Comment by emporas

2 years ago

>The entire point of this is to not encode the board state!

I am not sure about this. From the article "The 50M parameter model played at 1300 ELO with 99.8% of its moves being legal within one day of training."

I thought that the experiment was how well the model will perform, given that it's reward function is to predict text, rather than checkmate. Leela, Alpha0 their reward function is to win the game, checkmate or capture pieces. Also it goes without saying that Leela, Alpha0 cannot make illegal moves.

The experiment does not need to include the whole board position if that's a problem, if that's an important point of interest. It could encode more information about squares covered by each side for example. See for example this training experiment for Trackmania [1]. There are techniques that the ML algorithm will *never* figure out by itself if this information is not encoded in it's training data.

The point still stands. PGN notation certainly is not a good format if the goal (or one of the goals) of the experiment is to be a good chess player.

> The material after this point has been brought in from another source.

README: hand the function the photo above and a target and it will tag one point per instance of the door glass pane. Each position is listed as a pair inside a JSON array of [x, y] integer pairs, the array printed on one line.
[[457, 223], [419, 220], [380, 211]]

[1]https://www.youtube.com/watch?v=Dw3BZ6O_8LY

That just shows that it worked in some sense. If it didn't reach any ELO, clearly the results would be uninformative: maybe it's impossible to learn chess from PGN, or maybe you just screwed up. He's clear that the point is to interrogate what it learns:

"This model is only trained to predict the next character in PGN strings (1.e4 e5 2.Nf3 …) and is never explicitly given the state of the board or the rules of chess. Despite this, in order to better predict the next character, it learns to compute the state of the board at any point of the game, and learns a diverse set of rules, including check, checkmate, castling, en passant, promotion, pinned pieces, etc. In addition, to better predict the next character it also learns to estimate latent variables such as the ELO rating of the players in the game."